The facts, as established on reliable evidence, will bear no such construction, justify no such assumption. For years the Mormons have undoubtedly been self-confessed and tolerably peaceable citizens. They have never pretended, nor has any one ever charged them with owing allegiance to any other authorities than those of their Territory and those of the United States. Until latterly they invariably spoke of the United States Government as loyal citizens should. Brigham Young accepted a commission from the President, which he has never resigned, and under which he still holds over. Other United States officers have for years exercised their functions in the Territory without disturbance. Till the late riots, no single occurrence in the history of the Salt Lake settlement can be said to have shaken the bond which united that Territory to the Union. Where, then, is the evidence of alienage? Where the ground for disfranchising these people?

This scheme of repealing Territorial Acts is open to grave objections. Suppose a new Territory carved, in any future year of grace, out of New Mexico, and organized on the basis of the Kansas and Nebraska acts; suppose that Territory peopled with slaveholders, and prepared for admission to the Union with a Slave Constitution; and suppose a Congress strongly imbued with hostility to the extension of slavery; how convenient a precedent this scheme of Senator Douglas's would be for the passage of an Act repealing the Territorial Act of the new Territory, and leaving the offending slaveholders in the attitude of "alien enemies!"

If this Confederacy is to last, the blessing can only be secured by unswerving adherence to the great principle of local self-government which underlies all our institutions. Once violate the principle—once concede to the higher authority the right of encroaching upon the inferior, and overstepping the fixed limits of its administrative sphere to make itself sovereign — and the tie which connects the commonwealths of this continent will be weakened and ultimately severed. Neither cities, nor Territories, nor States will adhere to a Confederacy which costs them their independence; the most that can be expected of them is just that degree of subordination to the general authority which is compensated by the benefits of the Confederation.

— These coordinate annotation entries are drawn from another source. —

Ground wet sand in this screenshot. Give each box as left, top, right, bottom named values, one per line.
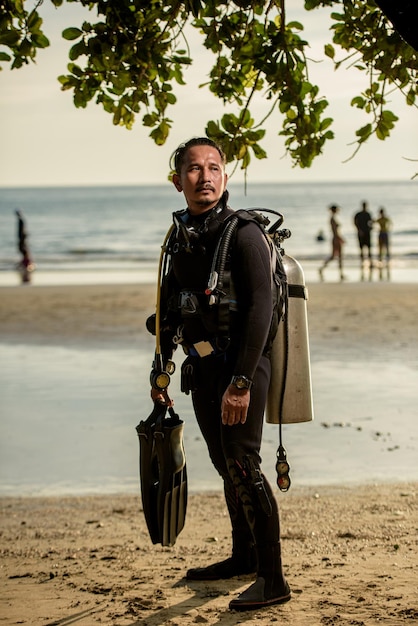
left=0, top=283, right=418, bottom=626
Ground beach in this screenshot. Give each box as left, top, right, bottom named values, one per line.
left=0, top=281, right=418, bottom=626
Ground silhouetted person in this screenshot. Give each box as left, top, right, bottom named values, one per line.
left=375, top=207, right=392, bottom=278
left=354, top=202, right=373, bottom=267
left=15, top=209, right=34, bottom=283
left=319, top=204, right=345, bottom=280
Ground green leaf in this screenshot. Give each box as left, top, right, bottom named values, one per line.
left=324, top=43, right=335, bottom=59
left=62, top=26, right=83, bottom=41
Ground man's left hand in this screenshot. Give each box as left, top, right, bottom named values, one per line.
left=221, top=385, right=250, bottom=426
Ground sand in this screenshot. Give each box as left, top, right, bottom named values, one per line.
left=0, top=283, right=418, bottom=626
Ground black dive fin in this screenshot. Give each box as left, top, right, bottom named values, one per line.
left=136, top=403, right=187, bottom=546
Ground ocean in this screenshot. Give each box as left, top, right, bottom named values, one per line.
left=0, top=181, right=418, bottom=496
left=0, top=181, right=418, bottom=284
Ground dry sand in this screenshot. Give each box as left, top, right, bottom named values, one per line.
left=0, top=283, right=418, bottom=626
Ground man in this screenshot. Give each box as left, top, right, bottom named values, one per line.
left=354, top=202, right=373, bottom=267
left=151, top=137, right=290, bottom=610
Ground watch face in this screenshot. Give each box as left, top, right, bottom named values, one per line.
left=155, top=372, right=170, bottom=389
left=232, top=376, right=251, bottom=389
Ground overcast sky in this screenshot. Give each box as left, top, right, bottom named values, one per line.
left=0, top=0, right=418, bottom=187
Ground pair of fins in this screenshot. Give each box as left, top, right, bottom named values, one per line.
left=136, top=402, right=187, bottom=546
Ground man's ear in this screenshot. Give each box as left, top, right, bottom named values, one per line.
left=172, top=174, right=183, bottom=191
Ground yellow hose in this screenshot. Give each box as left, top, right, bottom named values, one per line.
left=155, top=224, right=174, bottom=358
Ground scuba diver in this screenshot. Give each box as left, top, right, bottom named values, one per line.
left=147, top=137, right=291, bottom=611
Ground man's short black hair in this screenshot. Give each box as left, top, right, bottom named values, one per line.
left=170, top=137, right=226, bottom=174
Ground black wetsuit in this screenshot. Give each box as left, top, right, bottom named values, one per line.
left=162, top=197, right=279, bottom=568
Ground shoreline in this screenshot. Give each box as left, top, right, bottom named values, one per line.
left=0, top=283, right=418, bottom=626
left=0, top=282, right=418, bottom=362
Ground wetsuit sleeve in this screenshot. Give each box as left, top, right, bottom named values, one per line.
left=231, top=222, right=272, bottom=379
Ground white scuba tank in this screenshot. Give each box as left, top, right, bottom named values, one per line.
left=266, top=254, right=314, bottom=424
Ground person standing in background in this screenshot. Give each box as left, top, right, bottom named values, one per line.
left=354, top=200, right=373, bottom=280
left=319, top=204, right=345, bottom=281
left=15, top=209, right=35, bottom=284
left=375, top=207, right=392, bottom=279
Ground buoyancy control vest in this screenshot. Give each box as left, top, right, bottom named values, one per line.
left=164, top=194, right=234, bottom=352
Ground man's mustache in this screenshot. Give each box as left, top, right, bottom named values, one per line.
left=196, top=185, right=215, bottom=191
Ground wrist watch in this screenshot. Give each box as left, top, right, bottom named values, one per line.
left=231, top=376, right=253, bottom=389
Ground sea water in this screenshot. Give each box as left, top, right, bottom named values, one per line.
left=0, top=181, right=418, bottom=284
left=0, top=181, right=418, bottom=495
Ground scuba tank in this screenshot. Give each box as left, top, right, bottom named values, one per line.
left=266, top=254, right=314, bottom=424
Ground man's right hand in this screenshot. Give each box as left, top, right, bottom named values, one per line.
left=151, top=387, right=174, bottom=407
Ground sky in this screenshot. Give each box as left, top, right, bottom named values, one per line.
left=0, top=0, right=418, bottom=187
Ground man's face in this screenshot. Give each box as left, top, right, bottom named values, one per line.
left=173, top=145, right=228, bottom=215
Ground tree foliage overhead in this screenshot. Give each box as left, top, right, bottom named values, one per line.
left=0, top=0, right=418, bottom=169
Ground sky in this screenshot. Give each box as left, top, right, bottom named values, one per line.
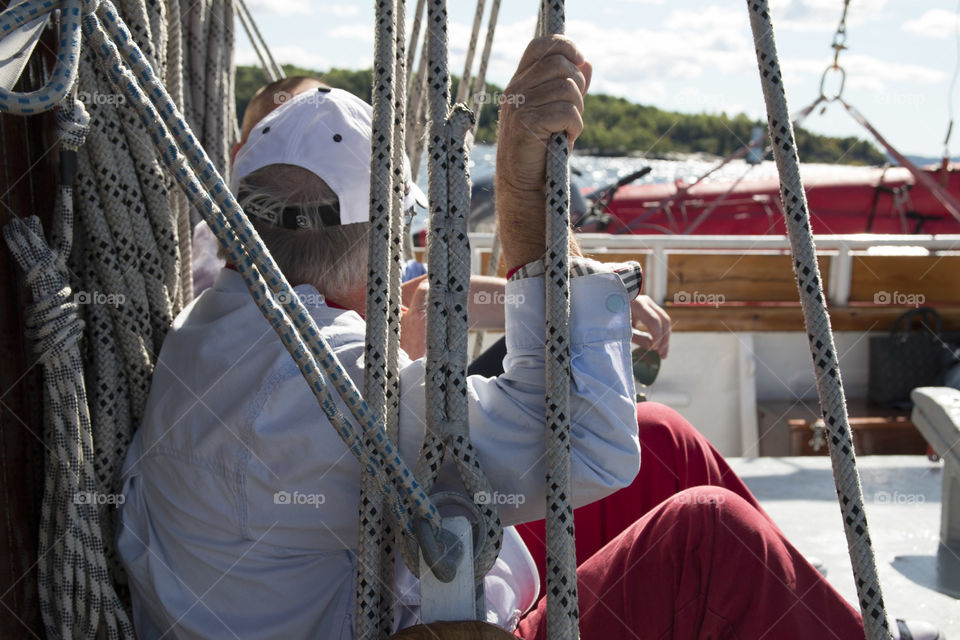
left=236, top=0, right=960, bottom=157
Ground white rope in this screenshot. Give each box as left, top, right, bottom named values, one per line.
left=236, top=0, right=287, bottom=82
left=354, top=0, right=405, bottom=640
left=748, top=0, right=891, bottom=640
left=542, top=0, right=579, bottom=640
left=470, top=0, right=500, bottom=138
left=454, top=0, right=486, bottom=102
left=398, top=0, right=426, bottom=96
left=401, top=0, right=503, bottom=582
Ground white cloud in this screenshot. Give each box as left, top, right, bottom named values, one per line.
left=770, top=0, right=887, bottom=32
left=783, top=52, right=946, bottom=88
left=322, top=4, right=360, bottom=18
left=327, top=24, right=373, bottom=44
left=903, top=9, right=958, bottom=38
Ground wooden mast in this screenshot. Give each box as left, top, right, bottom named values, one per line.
left=0, top=0, right=57, bottom=638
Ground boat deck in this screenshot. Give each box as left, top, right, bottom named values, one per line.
left=730, top=456, right=960, bottom=640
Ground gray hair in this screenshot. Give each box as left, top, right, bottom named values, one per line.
left=229, top=164, right=370, bottom=300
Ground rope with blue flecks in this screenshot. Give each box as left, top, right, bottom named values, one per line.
left=401, top=0, right=503, bottom=596
left=354, top=0, right=405, bottom=640
left=3, top=97, right=134, bottom=639
left=747, top=0, right=891, bottom=640
left=541, top=0, right=580, bottom=640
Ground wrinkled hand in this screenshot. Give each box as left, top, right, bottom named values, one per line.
left=495, top=35, right=593, bottom=269
left=630, top=295, right=670, bottom=358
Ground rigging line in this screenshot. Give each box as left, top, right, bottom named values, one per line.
left=943, top=0, right=960, bottom=162
left=237, top=4, right=280, bottom=82
left=237, top=0, right=287, bottom=80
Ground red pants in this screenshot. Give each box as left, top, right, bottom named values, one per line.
left=517, top=403, right=863, bottom=640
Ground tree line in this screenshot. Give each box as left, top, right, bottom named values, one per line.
left=236, top=65, right=886, bottom=165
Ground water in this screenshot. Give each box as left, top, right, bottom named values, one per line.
left=414, top=144, right=863, bottom=229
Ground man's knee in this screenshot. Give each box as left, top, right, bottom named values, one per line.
left=637, top=402, right=699, bottom=446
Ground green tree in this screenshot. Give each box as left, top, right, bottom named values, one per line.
left=236, top=65, right=886, bottom=164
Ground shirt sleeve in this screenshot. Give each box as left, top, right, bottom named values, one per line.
left=400, top=263, right=640, bottom=525
left=507, top=256, right=643, bottom=300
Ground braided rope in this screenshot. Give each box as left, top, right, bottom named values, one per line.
left=0, top=0, right=84, bottom=115
left=3, top=98, right=134, bottom=639
left=380, top=0, right=410, bottom=625
left=470, top=0, right=500, bottom=138
left=354, top=0, right=403, bottom=640
left=401, top=0, right=503, bottom=583
left=236, top=0, right=286, bottom=82
left=748, top=0, right=891, bottom=640
left=454, top=0, right=486, bottom=102
left=542, top=0, right=579, bottom=640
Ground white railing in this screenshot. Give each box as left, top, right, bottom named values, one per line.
left=470, top=233, right=960, bottom=306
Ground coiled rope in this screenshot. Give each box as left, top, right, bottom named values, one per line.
left=747, top=0, right=891, bottom=640
left=3, top=98, right=134, bottom=638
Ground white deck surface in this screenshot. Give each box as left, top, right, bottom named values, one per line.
left=729, top=456, right=960, bottom=640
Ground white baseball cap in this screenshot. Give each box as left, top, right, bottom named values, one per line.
left=230, top=87, right=427, bottom=227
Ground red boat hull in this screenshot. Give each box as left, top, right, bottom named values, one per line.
left=582, top=165, right=960, bottom=235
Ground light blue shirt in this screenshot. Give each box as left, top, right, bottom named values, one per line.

The Mormons, there is reason to believe, are in contumacy. They have assaulted our officials; let us hear their story before we condemn them utterly. They marry several wives; let us teach them better. It is said they are plotting sedition; let us guard against this by sending a few soldiers to keep guard at the new Governor's door. But this lately popular idea of crushing out the Mormons, and dashing furiously upon them with horse and foot, because sensation stories have been published about Brigham Young's wives, is not up to the mark of the common sense of the age. Such absurdities as polygamy in a country where men outnumber the women, and the poorest can afford to marry, only need, to explode them, a little time and plenty of fresh air. As to rebellion against the United States, we suspect the bulk of the Mormon community have far too much to do to make an honest living to have time for such foolery. They are thinking a great deal more of the grasshoppers than of Uncle Sam's troops. So far as we can judge, on the facts as known at present, though the new Governor of Utah will undoubtedly have a hard task to perform, the ultimate difficulties of Mormonism may be surmounted by a temperate exercise of discretion and firmness, and by the effect of time, without violating any such vital principle as the inherent sovereignty of the people of each and every separate community within the United States.